Artist Rirkrit Tiravanija poses for a photo on his work “Demo Station No. 5” at Leeum, Samsung Museum of Art. (Park Hae-mook/The Korea Herald)
Tiravanija received the Golden Lion for Best Artist at the 2009 Venice Biennale for his idea.
This time, the artist presents another public-oriented work that invites people to watch and participate in cultural activities at the 10th anniversary exhibition of Leeum, Samsung Museum of Art.
“I imagine people to move around like they are in their daily life. Part of my interest is always to break down the distance between what we think as art or high art and what we do in our daily life,” he told The Korea Herald last week.
The two-story wooden stage will serve as the venue for a fashion show, concerts and performances ― unusual events for a quiet museum. There will be concerts of classical music, Korean traditional music and alternative music, with performances by professional dancers. At the same time, the audience can use it as their own playground, their own stage for piano performances, and a classroom, where they can learn how to play different drums from around the world.
“It’s a platform for people to demonstrate something. It’s about showing your ideas as part of the exchange,” said Tiravanija, explaining the title of the work “Demo Station No. 5.” It is the fifth project in his “Demo Station” series, which started in 2005.
The artist, who works in the United States, Germany and Thailand, said his work was about aspects of people’s lives that others paid little attention to.
His interactive art started from an interest in archaeology. However, he was not interested in the conventional approach of displaying work in a museum, but instead wanted to breathe life back into galleries.
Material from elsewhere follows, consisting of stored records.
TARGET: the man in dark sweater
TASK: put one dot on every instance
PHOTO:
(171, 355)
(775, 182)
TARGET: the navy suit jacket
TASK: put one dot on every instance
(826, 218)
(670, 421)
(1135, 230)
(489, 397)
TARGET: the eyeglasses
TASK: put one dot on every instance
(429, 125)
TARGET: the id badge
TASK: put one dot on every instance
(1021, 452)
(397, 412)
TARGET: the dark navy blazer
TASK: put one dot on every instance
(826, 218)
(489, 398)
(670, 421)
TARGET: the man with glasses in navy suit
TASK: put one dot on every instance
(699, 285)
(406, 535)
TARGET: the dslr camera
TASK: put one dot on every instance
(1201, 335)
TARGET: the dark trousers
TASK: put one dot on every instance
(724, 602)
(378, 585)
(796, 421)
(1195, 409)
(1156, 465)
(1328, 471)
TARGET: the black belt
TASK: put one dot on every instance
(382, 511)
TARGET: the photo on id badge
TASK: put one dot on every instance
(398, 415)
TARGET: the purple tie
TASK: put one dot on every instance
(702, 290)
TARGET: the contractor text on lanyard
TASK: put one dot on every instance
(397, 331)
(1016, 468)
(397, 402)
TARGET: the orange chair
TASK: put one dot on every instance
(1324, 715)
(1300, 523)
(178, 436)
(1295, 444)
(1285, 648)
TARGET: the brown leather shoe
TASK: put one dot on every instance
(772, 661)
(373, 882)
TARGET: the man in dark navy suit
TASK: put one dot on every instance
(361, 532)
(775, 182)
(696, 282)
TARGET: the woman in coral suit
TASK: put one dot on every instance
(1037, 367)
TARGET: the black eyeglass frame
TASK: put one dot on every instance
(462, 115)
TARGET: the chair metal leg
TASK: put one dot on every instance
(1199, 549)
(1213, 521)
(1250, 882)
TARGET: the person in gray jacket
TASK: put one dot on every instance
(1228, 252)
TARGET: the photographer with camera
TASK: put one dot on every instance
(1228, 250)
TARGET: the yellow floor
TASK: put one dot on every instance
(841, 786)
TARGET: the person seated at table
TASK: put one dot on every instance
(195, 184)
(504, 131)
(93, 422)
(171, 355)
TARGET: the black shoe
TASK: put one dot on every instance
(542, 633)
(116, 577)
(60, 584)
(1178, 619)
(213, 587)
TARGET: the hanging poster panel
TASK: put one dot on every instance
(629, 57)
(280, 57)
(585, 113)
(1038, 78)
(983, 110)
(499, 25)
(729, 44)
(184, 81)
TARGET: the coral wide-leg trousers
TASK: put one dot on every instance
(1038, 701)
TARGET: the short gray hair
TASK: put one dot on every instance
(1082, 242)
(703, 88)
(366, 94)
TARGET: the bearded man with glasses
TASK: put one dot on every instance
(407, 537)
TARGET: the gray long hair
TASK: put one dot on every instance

He has turned what would have been lifeless installations into places where people can play, interact and share their experience with others.
“When we come to a museum, we expect there’s some kind of meaning or information to learn from displays. We only read and look at what we are told. But we are not really having an experience,” he said.
“I used food a lot in my previous works because it’s something that we all know and understand. It wasn’t about the food, but about people being together in the same place,” he explained.
Recently, he began to work on films about people. The films are about the ordinary lives of a rice farmer in Chiang Mai, a poet and an artist, people that are barely paid attention to. But the 2 1/2 hour film encourages viewers to find meaning and value in the lives of these people from different areas of society.
“These are the kinds of people in the periphery, not someone we focus on every day. But they are important to us. They are poets and artists whose lives we don’t pay attention to. We’re interested in someone like Angelina Jolie, but I think it’s important we see both,” he said.